Canadian appliance maker Camco announced net income of U.S. $3.7 million, or $0.18 per share, for the second quarter ending June 25, 2005. This compares to a net loss of $1.9 million, or $0.10 per share, for the same period last year, due to significant provisions for Hamilton plant closure costs.
Total sales for the second quarter totaled $170 million, up 2 percent from sales of $167 million for the second quarter of 2004.
Closure-related expenses of $0.2 million related to final dismantling associated with the Hamilton plant, were recorded in the second quarter of 2005 compared to closure costs of $6.5 million for the same period last year.

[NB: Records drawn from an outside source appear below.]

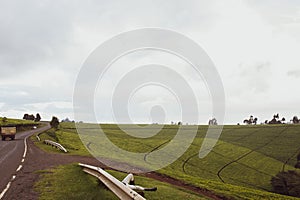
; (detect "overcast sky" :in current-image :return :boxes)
[0,0,300,124]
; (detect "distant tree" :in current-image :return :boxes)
[208,118,218,125]
[253,117,258,125]
[23,113,35,121]
[243,119,250,124]
[271,171,300,197]
[23,113,29,120]
[34,113,42,122]
[243,115,258,125]
[269,113,281,124]
[28,114,35,121]
[50,116,59,129]
[2,117,7,123]
[61,117,71,122]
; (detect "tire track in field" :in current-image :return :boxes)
[144,139,172,163]
[281,147,300,172]
[217,126,289,183]
[182,129,260,175]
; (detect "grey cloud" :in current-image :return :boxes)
[0,0,72,76]
[287,70,300,78]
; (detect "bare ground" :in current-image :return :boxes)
[3,140,223,200]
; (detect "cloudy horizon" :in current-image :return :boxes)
[0,0,300,124]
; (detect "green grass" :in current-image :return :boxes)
[32,123,300,199]
[35,164,206,200]
[0,117,39,126]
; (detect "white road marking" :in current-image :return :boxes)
[0,135,29,200]
[23,136,28,158]
[16,165,23,172]
[0,181,11,199]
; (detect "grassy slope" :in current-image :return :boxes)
[0,117,38,126]
[35,164,205,200]
[32,124,300,199]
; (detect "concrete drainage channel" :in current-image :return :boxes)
[44,140,68,153]
[79,163,157,200]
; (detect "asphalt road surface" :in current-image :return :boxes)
[0,124,50,199]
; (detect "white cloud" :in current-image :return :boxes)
[0,0,300,123]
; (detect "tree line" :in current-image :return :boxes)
[243,113,300,125]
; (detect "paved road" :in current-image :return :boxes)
[0,124,50,199]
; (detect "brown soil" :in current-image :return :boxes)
[3,140,224,200]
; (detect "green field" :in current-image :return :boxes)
[0,117,38,126]
[33,123,300,199]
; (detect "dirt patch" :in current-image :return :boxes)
[3,140,224,200]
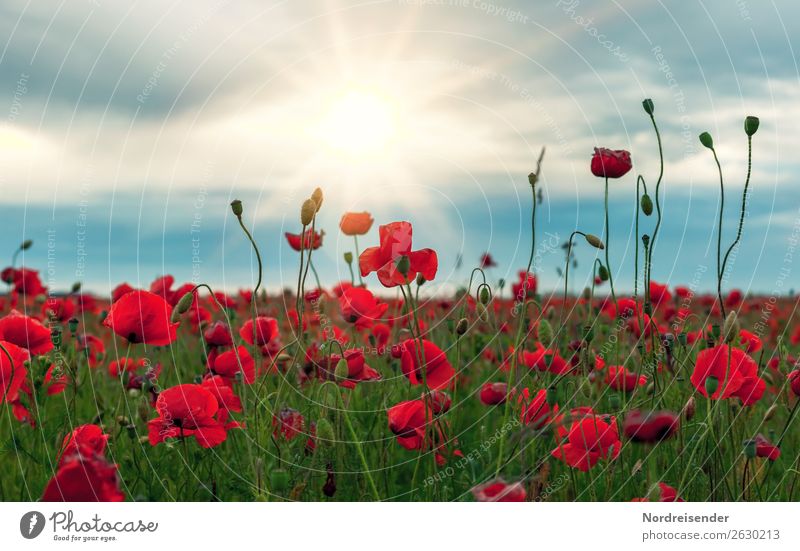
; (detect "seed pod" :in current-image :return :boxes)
[744,116,759,136]
[640,193,653,216]
[300,199,318,226]
[584,233,606,250]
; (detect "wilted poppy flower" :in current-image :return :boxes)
[550,414,622,472]
[394,339,456,390]
[339,212,374,235]
[358,222,439,287]
[479,383,508,406]
[147,384,230,448]
[103,291,178,346]
[285,228,325,251]
[0,341,30,404]
[622,409,680,442]
[592,147,633,178]
[339,287,389,329]
[0,310,53,356]
[511,270,537,302]
[42,453,125,501]
[471,478,525,502]
[60,425,108,462]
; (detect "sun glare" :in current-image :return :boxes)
[319,90,395,157]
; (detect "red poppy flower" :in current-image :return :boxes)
[471,478,526,502]
[339,287,389,329]
[690,344,763,400]
[511,270,537,302]
[606,365,647,392]
[592,147,633,178]
[59,425,108,464]
[42,453,125,501]
[0,310,53,356]
[208,346,256,385]
[622,409,680,442]
[550,415,622,472]
[479,383,508,406]
[0,341,30,404]
[519,388,558,430]
[147,384,229,448]
[285,228,325,251]
[339,212,374,235]
[387,400,432,450]
[395,339,456,390]
[203,321,233,346]
[239,316,281,352]
[103,291,178,346]
[358,222,439,287]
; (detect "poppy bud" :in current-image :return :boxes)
[397,255,411,276]
[584,233,605,250]
[641,193,653,216]
[333,359,350,381]
[705,375,719,397]
[545,386,558,407]
[744,117,760,136]
[300,199,317,226]
[722,310,741,343]
[317,417,336,446]
[742,438,756,459]
[539,320,553,346]
[311,188,322,212]
[175,291,193,314]
[269,469,289,492]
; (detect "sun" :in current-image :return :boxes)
[317,90,396,157]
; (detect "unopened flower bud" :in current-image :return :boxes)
[311,188,322,212]
[744,116,760,136]
[585,233,605,250]
[539,319,553,346]
[300,199,317,226]
[705,375,719,397]
[640,193,653,216]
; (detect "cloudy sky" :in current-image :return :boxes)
[0,0,800,298]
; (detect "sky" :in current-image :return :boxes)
[0,0,800,300]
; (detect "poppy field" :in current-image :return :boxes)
[0,100,800,501]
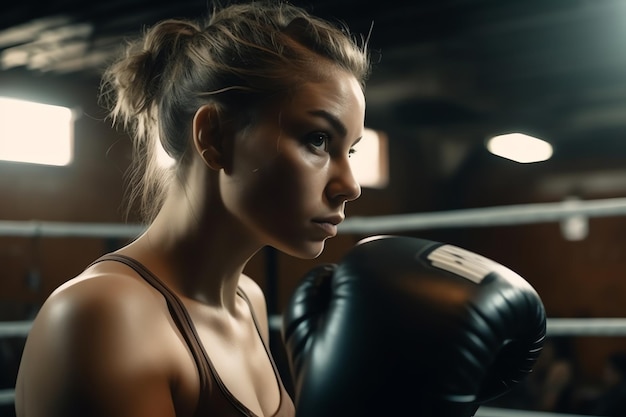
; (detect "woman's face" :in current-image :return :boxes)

For the first half of 2005, the Camco recorded net income of $9.0 million on sales of $302 million compared to a net loss of $5.6 million on sales of $290 million in 2004. Income from operations, before closure costs and write-downs, were $3.9 million, compared to $4.8 million in 2004 as a result of recent increases in commodity prices, especially steel and plastic.
As announced on July 25, 2005, Controladora Mabe S.A. de C.V. (Mabe) of Mexico and Camco have entered into a support agreement pursuant to which 6295053 Canada Inc, a wholly owned subsidiary of Mabe, will make an offer to purchase all of the common shares of the Company at a price of $3.52 per share for an aggregate value of approximately $70.4 million.
"The market for home appliances was quite robust during the first half of the year, and this was a major contributor to Camco's strong performance," James Fleck, president and CEO said. "Material cost inflation continued to be a critical issue for the company, and as a result price increases were implemented in Canada and the US. Most significantly, Camco reached an agreement with GE that effectively increases dryer prices retroactively for the first half of 2005. In the event that the Mabe transaction does not close in the third quarter, the dryer supply agreement with GE will need to be renegotiated."